Philippe Coudé du Foresto said:


> I've written a small powershell script that automatically manage the LR backups.
> It removes the backups older than "x" days, but always  keeps the last "n" backups. These values "x" and "n" are defined in variables "LastMod" and "FilesToKeep" respectively and can be easily changed to meet your need.
> On my PC, this script is started automatically every day.
> 
> ...


This is an excellent solution for a persistent problem for anyone using a PC.   Something similar could be done using the Automator.app on the Mac.
However, in my experience, 30 days of backup catalogs is not sufficient.  I have had to go back as far as 6 months to recover accidentally deleted keywords.  
An ideal scenario might be something similar to what TimeMachine does for system backups:  1 every 30 minutes deleting all older than 24 hours except for one per day for 30 days, then keep one per month in perpetuity.


----------



## Philippe Coudé du Foresto (Aug 13, 2019)

clee01l said:


> This is an excellent solution for a persistent problem for anyone using a PC.   Something similar could be done using the Automator.app on the Mac.
> However, in my experience, 30 days of backup catalogs is not sufficient.  I have had to go back as far as 6 months to recover accidentally deleted keywords.
> An ideal scenario might be something similar to what TimeMachine does for system backups:  1 every 30 minutes deleting all older than 24 hours except for one per day for 30 days, then keep one per month in perpetuity.


This is what does my daily backup on my network, although I can only go 3 months back.  It backups all my files on every machines, which includes the standard LR catalog. Therefore, my LR backups are not used to go back very far, usually no more than one day.


----------



## kautz (Aug 29, 2019)

I am still confused by the terminology. In the attached screenshot, are each of the dated/numbered back-ups full backups or are they partials grouped under my most recently titled LR BU [month] Catalog Master?  I have just re-started backups on a new HDD because of a crash so I don't have JUNE, MAY, etc. Master catalog BU's to illustrate and to View attachment 12975keep.  Am I correct in thinking if each of these dated/numbered backups is a full backup, I can choose whatever dates I want to delete in order to save space (keeping in mind that I will want to space out my keepers in some methodical manner and eventually be back to, for example, one May,  one June, one July, etc.) Thanks for any insight offered!


----------



## Paul McFarlane (Aug 29, 2019)

They are full backups. However, I don't quite understand some of them. Ones that end .lrcat.zip are ones that LR has created in it's backup process. Ones not zipped where you have previews and other files, did you copy these manually? Few people would backup previews, they take silly amounts of space (as your screenshot shows) - better to keep a series of zipped catalog files than less with preview files.


----------



## Jim Wilde (Aug 29, 2019)

Paul McFarlane said:


> They are full backups. However, I don't quite understand some of them.
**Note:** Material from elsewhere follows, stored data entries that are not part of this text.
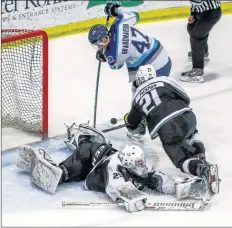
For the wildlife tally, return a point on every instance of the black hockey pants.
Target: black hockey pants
(173, 135)
(199, 33)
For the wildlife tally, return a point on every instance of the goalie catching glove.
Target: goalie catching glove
(111, 9)
(140, 129)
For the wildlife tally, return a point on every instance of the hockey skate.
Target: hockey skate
(209, 172)
(74, 132)
(194, 75)
(45, 173)
(194, 188)
(206, 56)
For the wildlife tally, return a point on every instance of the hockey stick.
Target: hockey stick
(97, 85)
(114, 128)
(199, 205)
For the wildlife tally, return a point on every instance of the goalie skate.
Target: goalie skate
(26, 158)
(210, 173)
(193, 188)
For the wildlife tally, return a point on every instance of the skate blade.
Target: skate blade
(134, 137)
(26, 158)
(206, 59)
(196, 79)
(214, 179)
(46, 175)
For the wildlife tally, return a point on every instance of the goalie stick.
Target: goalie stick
(199, 205)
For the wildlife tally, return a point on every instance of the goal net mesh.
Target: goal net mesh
(23, 77)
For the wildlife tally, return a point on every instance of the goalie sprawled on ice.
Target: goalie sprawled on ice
(122, 174)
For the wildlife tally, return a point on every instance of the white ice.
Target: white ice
(72, 79)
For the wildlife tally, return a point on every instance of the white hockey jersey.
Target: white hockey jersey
(128, 45)
(115, 175)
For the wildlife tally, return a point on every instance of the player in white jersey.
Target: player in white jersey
(125, 44)
(122, 174)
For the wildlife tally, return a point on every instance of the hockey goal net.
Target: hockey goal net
(24, 61)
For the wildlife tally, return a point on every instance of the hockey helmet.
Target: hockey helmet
(145, 73)
(96, 33)
(133, 158)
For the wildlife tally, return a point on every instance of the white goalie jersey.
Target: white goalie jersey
(116, 175)
(130, 46)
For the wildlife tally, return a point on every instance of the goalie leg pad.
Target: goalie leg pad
(45, 173)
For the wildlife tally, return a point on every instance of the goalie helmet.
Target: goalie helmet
(145, 73)
(96, 33)
(133, 158)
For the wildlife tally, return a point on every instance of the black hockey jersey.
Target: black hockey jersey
(158, 100)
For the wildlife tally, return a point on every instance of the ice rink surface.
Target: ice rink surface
(72, 82)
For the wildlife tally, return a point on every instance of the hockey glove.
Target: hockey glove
(100, 56)
(140, 129)
(111, 9)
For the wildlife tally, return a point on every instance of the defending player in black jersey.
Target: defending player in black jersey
(165, 107)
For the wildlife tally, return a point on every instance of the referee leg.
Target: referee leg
(199, 35)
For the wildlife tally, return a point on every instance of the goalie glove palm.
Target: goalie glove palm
(134, 200)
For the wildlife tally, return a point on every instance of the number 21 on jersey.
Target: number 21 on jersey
(149, 101)
(141, 42)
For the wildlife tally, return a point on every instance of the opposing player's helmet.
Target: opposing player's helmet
(96, 33)
(145, 73)
(133, 158)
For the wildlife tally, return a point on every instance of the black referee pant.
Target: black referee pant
(199, 33)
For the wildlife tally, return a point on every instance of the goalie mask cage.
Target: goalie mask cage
(24, 68)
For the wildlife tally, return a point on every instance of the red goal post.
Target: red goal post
(24, 60)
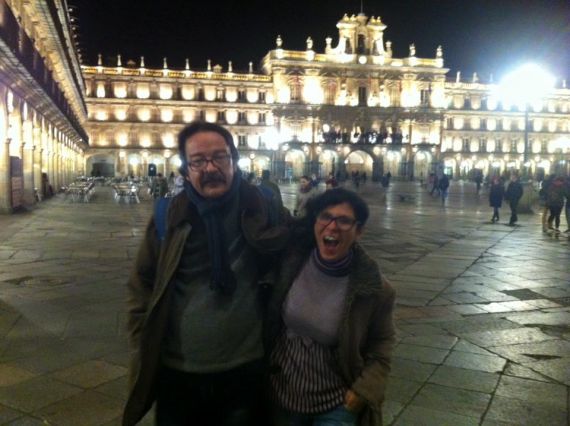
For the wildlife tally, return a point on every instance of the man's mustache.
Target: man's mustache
(212, 178)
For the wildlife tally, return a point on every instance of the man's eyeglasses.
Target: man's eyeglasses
(344, 223)
(218, 160)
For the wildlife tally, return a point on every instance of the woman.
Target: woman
(496, 195)
(555, 201)
(330, 326)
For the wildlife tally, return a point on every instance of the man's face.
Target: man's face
(212, 179)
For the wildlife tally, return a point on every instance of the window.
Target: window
(362, 98)
(295, 91)
(424, 97)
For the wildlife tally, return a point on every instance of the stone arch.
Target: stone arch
(328, 160)
(260, 163)
(295, 163)
(100, 164)
(360, 161)
(422, 164)
(392, 162)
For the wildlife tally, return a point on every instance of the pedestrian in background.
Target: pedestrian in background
(542, 196)
(513, 196)
(496, 194)
(331, 182)
(306, 192)
(159, 187)
(555, 202)
(567, 211)
(443, 184)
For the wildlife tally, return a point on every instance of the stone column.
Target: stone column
(5, 184)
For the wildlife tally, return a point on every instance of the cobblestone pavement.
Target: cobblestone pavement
(483, 310)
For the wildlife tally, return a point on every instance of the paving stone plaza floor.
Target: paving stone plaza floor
(483, 310)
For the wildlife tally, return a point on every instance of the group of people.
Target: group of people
(241, 315)
(554, 193)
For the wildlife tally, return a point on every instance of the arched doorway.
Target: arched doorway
(101, 165)
(359, 161)
(328, 160)
(294, 163)
(392, 163)
(422, 165)
(464, 168)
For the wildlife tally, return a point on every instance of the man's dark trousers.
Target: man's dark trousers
(232, 398)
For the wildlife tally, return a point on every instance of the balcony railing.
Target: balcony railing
(15, 38)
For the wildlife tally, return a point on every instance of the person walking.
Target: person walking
(306, 192)
(331, 182)
(330, 328)
(543, 196)
(194, 301)
(513, 195)
(567, 210)
(159, 187)
(443, 183)
(496, 195)
(555, 202)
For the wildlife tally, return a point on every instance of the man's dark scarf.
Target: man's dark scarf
(210, 210)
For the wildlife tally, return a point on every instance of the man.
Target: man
(267, 183)
(306, 192)
(443, 184)
(194, 312)
(513, 196)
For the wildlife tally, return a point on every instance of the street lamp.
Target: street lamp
(525, 86)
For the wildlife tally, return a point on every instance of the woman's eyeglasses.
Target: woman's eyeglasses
(344, 223)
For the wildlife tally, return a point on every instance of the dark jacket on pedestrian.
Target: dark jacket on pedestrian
(496, 194)
(366, 334)
(443, 183)
(556, 193)
(150, 287)
(514, 191)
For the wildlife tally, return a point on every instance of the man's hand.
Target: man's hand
(353, 402)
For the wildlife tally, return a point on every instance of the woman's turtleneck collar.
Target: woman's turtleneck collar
(336, 268)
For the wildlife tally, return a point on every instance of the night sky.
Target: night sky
(487, 36)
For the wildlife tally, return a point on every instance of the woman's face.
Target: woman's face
(336, 231)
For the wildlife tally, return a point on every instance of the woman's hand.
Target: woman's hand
(353, 402)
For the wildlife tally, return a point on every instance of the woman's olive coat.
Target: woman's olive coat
(366, 333)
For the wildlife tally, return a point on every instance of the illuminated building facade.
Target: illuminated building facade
(42, 107)
(352, 107)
Ones that end .lrcat.zip are ones that LR has created in it's backup process. Ones not zipped where you have previews and other files, did you copy these manually?


It's more likely that the zipped backup has been unzipped and opened into Lighroom, which immediately creates the Previews and Helper files. This happens a lot, it's not uncommon for a user to inadvertently be using a backup as the main catalog for an extended period, which often only comes to light when the user does a clean-up of older backups, which deletes that "current" catalog.


----------



## Paul McFarlane (Aug 29, 2019)

Good point Jim, I hadn't thought of the catalog having been opened!!!


----------